Österreich liegt 2020 auf Basis des „Index für digitale Wirtschaft und Gesellschaft“ (DESI – Digital Economy and Society Index) im europäischen Mittelfeld. 4 Mit diesem jährlich erstellten Index versucht die Europäische Kommission den jeweiligen nationalen Stand der digitalen Entwicklung zu dokumentieren. Die Indikatoren des DESI schließen den Grad der technischen Voraussetzungen (wie z. B. Hochgeschwindigkeitsinternet), die Verfügbarkeit und die private Nutzung des Internets (z. B. Online-Banking), das Ausmaß der Digitalisierung in Unternehmen (z. B. Umsatz im elektronischen Handel), den Digitalisierungsgrad öffentlicher Dienste (z. B. E-Government-Nutzer) sowie das Ausmaß der IKT-Kompetenzen der Erwerbstätigen (z. B. grundlegende Softwarekompetenzen) ein.

Index für digitale Wirtschaft und Gesellschaft (DESI), Quelle: 2019 publications, DESI country profile (DE) (Online unter https://ec.europa.eu/digital-single-market/en/scoreboard/austria)
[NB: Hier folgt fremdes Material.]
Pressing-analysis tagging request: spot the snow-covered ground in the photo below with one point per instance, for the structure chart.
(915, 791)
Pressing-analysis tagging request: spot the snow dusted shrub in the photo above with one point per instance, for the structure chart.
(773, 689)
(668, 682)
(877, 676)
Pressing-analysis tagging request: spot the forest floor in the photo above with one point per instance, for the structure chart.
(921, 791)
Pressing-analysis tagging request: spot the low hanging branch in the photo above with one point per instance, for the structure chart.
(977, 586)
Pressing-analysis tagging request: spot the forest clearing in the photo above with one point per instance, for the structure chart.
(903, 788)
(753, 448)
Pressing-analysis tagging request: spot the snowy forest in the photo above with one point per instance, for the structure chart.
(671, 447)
Der DESI-Index bietet jedoch keinerlei Anhaltspunkte für künftige rechtliche und soziale Rahmenbedingungen digitaler Erwerbsarbeit. Die Entwicklung deutet einen massiven Umbruch an, der Bedingungen und Anforderungen an die Arbeitskraft unzweifelhaft verändern wird und zur Verunsicherung breiter Bevölkerungsgruppen führt. Ulrich Beck hat schon 1986 auf die Gefahr der sozialen Entgrenzung von neuen Risiken aufmerksam gemacht und eine Veränderung des Systems von standardisierter Vollbeschäftigung hin zu einem System flexibel-pluraler Unterbeschäftigung vorhergesagt. Durch die Möglichkeiten der Digitalisierung sind Arbeitsort, Arbeitszeit, Arbeitsvertrag und Arbeitsplatz noch flexibler geworden, was mit dem Verlust von Sicherheit und dem Abbau existentieller Schutzfunktionen von Erwerbsarbeit einhergeht. Ein Anstieg von prekären Arbeitsverhältnissen ist die Folge, der sich mit zunehmenden digitalen Möglichkeiten – sofern nicht gegengesteuert wird - tendenziell verstärken wird. Crowdwork ist ein typisches Beispiel für digitalisierte Erwerbsarbeit mit einem hohen Prekarisierungsrisiko, da es keine wie immer gearteten Regelungen zu Entgelt, Arbeitszeit etc. gibt. 5

Am Beginn der Industrialisierung im 19. Jahrhundert standen katastrophale Arbeitsverhältnisse. Im Laufe der Zeit wurden im Interesse der gesamten Gesellschaft Schutzbestimmungen implementiert, Arbeitsbedingungen in zentralen Dimensionen reguliert und soziale Risiken von Erwerbsarbeit abgefedert. Die politischen AkteurInnen sind nun gefordert, Rahmenbedingungen für digitalisierte Arbeit 4.0 zu erarbeiten. Zum einen braucht es jedenfalls ein Minimum an arbeits- und sozialrechtlichen Schutzbestimmungen für plattformbasiertes Arbeiten, zum anderen ist auch dafür Sorge zu tragen, dass arbeitsrechtliche Schutzbestimmungen durch Homeoffice etc. nicht ausgehebelt oder die Kosten der Arbeitsplatzausstattung eines Heimarbeitsplatzes als Bringschuld angesehen werden. Arbeit 4.0 braucht Regeln, Gestaltung und Schutz, um eine weitere Polarisierung, mit allen damit verbundenen Gefahren für die Gesellschaft und Demokratie, zu verhindern.

Literatur

  1. Vgl. Frey Carl Benedikt, Osborne Michael A. (2013): The future of Employment: How susceptible are Jobs to Computerisation? S. 38ff
  2. Vgl. Hirsch-Kreinsen Hartmut (2015): Digitalisierung von Arbeit: Folgen, Grenzen und Perspektiven. Soziologisches Arbeitspapier Nr. 43/2015. Dortmund. S. 7f oder Flecker Jörg (2017): Arbeit und Beschäftigung. Eine soziologische Einführung. Wien. S. 217ff
  3. Vgl. Nagl Wolfgang, Titelbach Gerlinde, Valkova Katarina (2017): Digitalisierung der Arbeit: Substituierbarkeit von Berufen im Zuge der Automatisierung durch Industrie 4.0. IHS-Projektbericht. Wien. S. 23
  4. Vgl. European Commission (2020): Index für digitale Wirtschaft und Gesellschaft (DESI) 2020. Österreich. https://ec.europa.eu/digital-single-market/en/scoreboard/austria
  5. Vgl. Sylvia Kuba: Crowdworker – Das neue Prekariat? in: WISO Heft 4/2016, Linz, 86-89

Autorin

Dr.in Christine Stelzer-Orthofer ist Assistenzprofessorin am Institut für Gesellschafts- und Sozialpolitik der Johannes Kepler Universität Linz.